At some time you will have heard people with no history of mental illness make jokes about how crazy or mad they are, meaning that they are unconventional and unpredictable; in truth they’re merely very sociable or imaginative. For people who have known what crazy feels like – or looks like – it isn’t funny.

Being crazy, or more aptly, insane, means that a person doesn’t have a solid connection with reality. This doesn’t include beliefs about God or angels or extra-terrestrials (unless you believe you are one when in fact you aren’t) or even conspiracy theories. What we mean by reality is rather mundane: having an understanding of who we are and how the world works. A solid connection with reality means we won’t jump off a building expecting to fly, we won’t try to bring people back from death because we believe we’re Jesus, and we don’t expect our bathtowel to sing selections from La Triviata.

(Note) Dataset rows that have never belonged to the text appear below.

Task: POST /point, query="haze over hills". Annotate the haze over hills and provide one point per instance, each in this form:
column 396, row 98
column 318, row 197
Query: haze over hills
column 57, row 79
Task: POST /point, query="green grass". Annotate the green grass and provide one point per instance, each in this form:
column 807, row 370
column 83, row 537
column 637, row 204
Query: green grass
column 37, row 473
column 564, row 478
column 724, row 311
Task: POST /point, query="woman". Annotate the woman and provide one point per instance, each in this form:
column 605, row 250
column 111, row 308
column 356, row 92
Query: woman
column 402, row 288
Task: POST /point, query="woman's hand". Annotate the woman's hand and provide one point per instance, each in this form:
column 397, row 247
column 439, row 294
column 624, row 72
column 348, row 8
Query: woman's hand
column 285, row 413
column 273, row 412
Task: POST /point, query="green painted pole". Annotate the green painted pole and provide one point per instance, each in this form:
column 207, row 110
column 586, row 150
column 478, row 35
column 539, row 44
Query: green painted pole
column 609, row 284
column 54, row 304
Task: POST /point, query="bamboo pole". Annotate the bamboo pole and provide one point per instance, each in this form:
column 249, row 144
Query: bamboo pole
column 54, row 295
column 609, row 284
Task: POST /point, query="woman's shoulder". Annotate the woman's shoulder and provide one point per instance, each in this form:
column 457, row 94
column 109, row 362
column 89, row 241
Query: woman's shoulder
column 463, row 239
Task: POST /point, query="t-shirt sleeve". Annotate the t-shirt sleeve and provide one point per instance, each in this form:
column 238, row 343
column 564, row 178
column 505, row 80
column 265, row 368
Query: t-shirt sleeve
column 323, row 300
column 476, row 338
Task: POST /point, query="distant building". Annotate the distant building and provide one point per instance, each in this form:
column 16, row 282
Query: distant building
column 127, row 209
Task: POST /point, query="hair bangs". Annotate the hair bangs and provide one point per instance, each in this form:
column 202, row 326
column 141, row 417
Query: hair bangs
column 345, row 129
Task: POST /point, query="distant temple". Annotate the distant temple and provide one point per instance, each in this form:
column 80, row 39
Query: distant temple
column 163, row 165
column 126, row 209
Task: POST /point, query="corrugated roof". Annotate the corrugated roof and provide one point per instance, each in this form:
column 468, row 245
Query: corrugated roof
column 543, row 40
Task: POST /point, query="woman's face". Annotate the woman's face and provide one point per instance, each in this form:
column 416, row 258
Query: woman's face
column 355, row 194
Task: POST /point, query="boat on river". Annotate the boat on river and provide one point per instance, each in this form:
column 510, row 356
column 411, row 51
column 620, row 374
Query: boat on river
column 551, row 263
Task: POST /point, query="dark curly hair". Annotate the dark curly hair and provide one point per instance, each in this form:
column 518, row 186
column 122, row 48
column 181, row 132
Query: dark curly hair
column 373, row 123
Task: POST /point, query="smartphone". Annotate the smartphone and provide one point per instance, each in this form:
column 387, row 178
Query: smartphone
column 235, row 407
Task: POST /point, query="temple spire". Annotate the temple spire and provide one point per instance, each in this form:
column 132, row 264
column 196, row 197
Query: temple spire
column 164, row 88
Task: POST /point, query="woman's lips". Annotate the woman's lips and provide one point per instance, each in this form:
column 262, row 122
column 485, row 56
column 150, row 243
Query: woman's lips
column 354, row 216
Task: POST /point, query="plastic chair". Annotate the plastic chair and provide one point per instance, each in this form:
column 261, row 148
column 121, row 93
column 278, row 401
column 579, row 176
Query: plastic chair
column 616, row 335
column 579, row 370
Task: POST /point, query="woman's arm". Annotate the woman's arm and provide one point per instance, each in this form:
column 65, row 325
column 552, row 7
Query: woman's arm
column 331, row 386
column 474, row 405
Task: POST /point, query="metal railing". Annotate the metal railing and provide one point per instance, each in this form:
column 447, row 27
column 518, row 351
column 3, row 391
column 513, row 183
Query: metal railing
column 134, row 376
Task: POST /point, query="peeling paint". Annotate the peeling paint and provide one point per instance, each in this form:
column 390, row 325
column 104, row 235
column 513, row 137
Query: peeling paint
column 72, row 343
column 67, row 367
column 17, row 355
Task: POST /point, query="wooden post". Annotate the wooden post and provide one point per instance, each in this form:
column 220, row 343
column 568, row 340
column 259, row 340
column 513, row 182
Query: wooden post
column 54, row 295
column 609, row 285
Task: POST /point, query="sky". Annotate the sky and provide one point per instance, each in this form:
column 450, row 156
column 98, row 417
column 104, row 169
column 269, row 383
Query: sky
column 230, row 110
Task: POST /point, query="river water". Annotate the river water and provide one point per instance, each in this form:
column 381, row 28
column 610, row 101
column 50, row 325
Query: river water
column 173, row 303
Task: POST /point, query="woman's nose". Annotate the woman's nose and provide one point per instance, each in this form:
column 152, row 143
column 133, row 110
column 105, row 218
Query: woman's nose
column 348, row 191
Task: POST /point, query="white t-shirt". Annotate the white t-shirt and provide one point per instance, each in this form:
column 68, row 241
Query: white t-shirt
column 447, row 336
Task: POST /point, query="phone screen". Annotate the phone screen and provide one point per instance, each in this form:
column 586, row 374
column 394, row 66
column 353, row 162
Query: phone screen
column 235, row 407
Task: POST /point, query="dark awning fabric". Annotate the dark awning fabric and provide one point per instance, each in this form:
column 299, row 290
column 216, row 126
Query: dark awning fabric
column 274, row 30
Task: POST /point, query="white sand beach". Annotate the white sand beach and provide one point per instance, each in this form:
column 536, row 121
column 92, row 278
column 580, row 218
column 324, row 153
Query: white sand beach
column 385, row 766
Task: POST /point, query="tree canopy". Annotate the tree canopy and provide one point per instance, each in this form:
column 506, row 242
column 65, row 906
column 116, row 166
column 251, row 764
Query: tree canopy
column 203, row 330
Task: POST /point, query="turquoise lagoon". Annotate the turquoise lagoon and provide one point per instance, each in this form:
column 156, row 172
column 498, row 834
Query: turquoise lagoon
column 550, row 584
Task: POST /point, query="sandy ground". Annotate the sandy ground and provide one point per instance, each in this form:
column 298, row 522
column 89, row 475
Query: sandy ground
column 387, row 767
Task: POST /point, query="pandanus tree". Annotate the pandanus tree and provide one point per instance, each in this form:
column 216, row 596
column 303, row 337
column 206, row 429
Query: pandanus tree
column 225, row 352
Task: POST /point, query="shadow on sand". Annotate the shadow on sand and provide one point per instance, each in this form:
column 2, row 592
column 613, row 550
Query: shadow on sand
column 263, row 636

How far away from reality does a person to be before they are considered to be insane? Broadly speaking, if a person holds to a belief that is demonstrably false – such as the editorial staff at the Sydney Morning Herald are Patagonian toothfish – and refuse to accept that there is anything abnormal about their belief, despite the evidence of reason, experience and the testimony of others [1]. This type of mental illness is called a psychosis.

So is depression a type of insanity? No: depression is classified as a neurosis: people can acknowledge that they aren’t functioning as well as they used to, that their thinking may be irrational or illogical and that they need help to get better.

[1] The false belief is obvious: the Sydney Morning Herald doesn’t have an editorial staff.